Il Parroco infine non dimentichi di insegnare con cura in quali opere
debbano invece trascorrere i cristiani i giorni festivi. Andranno in
chiesa per assistere con devota attenzione al sacrificio della santa
Messa, partecipare di frequente ai divini sacramenti della Chiesa,
istituiti per la nostra salute e per la cura delle nostre ferite
spirituali. Nulla può fare di meglio il cristiano che confessare spesso
i suoi peccati ai sacerdoti. A tal fine il Parroco esorterà di frequente
il popolo, traendo copia di argomenti da quanto è stato detto e
stabilito a proposito del sacramento della Penitenza. Né si limiterà a
stimolare il popolo ad accostarsi a questo sacramento, ma assiduamente
lo spingerà ad avvicinarsi spesso al santo sacramento della Eucaristia.
I fedeli inoltre devono ascoltare con religiosa attenzione la predica.
Che cosa di più intollerabile e di più indegno che il disprezzo, o
l'indifferenza verso la parola di Gesù Cristo? Infine i fedeli devono
esercitarsi nelle preci e nelle lodi divine, ponendo tutte le loro cure
nell'apprendere le regole della vita cristiana.

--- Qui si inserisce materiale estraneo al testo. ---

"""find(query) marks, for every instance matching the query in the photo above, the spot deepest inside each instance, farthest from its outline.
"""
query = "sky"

Metteranno in pratica
premurosamente quei doveri che rientrano nella sfera della pietà, quali
l'elemosina ai poveri e ai bisognosi, la visita agli infermi, la
consolazione e il conforto agli addolorati. Come dice san Giacomo: La
religione pura e immacolata agli occhi di Dio Padre sta qui: visitare
gli orfani, e confortare le vedove nei loro affanni (I,27).
Da quanto abbiamo detto sarà facile desumere quali siano le
trasgressioni che si commettono contro questo comandamento.
318.
Ragioni del comandamento
Il Parroco abbia sempre presenti passi autorevoli, da cui attingere
argomenti capaci di indurre il popolo ad obbedire scrupolosamente al
precetto. Il mezzo più efficace però è che il gregge dei fedeli
comprenda bene la giustizia e la ragionevolezza dell'obbligo di dedicare
alcuni giorni all'esclusivo culto di Dio, al riconoscimento ed alla
religiosa venerazione di nostro Signore, da cui ricevemmo
incommensurabili e innumerevoli benefici. Se pure ci avesse comandato di
compiere ogni giorno atti di culto religioso verso di lui, non dovremmo
alacremente obbedire al suo cenno, in virtù dei suoi infiniti benefici?
Invece ha voluto pochi giorni per sé. Potremo dunque essere negligenti
nell'assolvere si modesto compito, al quale non possiamo sottrarci senza
gravissima colpa?
Mostri poi il Parroco l'intimo valore del comandamento: chi l'osserva
coscienziosamente non sembra costituito al cospetto di Dio, in colloquio
con lui? In realtà rivolgendo preghiere a Dio ne contempliamo la maestà,
parliamo con lui; ascoltando i predicatori, udiamo la voce di Dio, che
arriva per loro mezzo alle nostre orecchie, quando trattano piamente
delle cose divine; nel sacrificio dell'altare poi adoriamo presente
nostro Signore Gesù Cristo.
Di tutti questi beni godono coloro che ubbidiscono al comandamento.
Mentre chi lo trascura, è ribelle a Dio e alla Chiesa, sordo al divino
comando, realmente nemico di Dio e delle sue sante leggi. Basta
riflettere al fatto che tale divino comandamento può essere rispettato
senza alcun sacrificio. Dio non ha imposto ardue fatiche da affrontarsi
in suo onore: ha voluto semplicemente che trascorressimo i suoi giorni
festivi liberi da cure terrene.
Non è dunque indizio di sfrontata temerità il rifiuto di obbedienza?
Ricordiamo i terrificanti supplizi a cui Dio sottopose i violatori del
comando, quali sono narrati nel libro dei Numeri (15,32). Per non
incappare in questa grave offesa di Dio, sarà bene ripetere mentalmente
e molto spesso il monito: ricordati; e tenere costantemente dinanzi agli
occhi gli insigni vantaggi, che abbiamo mostrato scaturire dal rispetto
dei giorni festivi, e tutte quelle argomentazioni, che il pastore
zelante saprà ad ogni occasione prospettare e illustrare.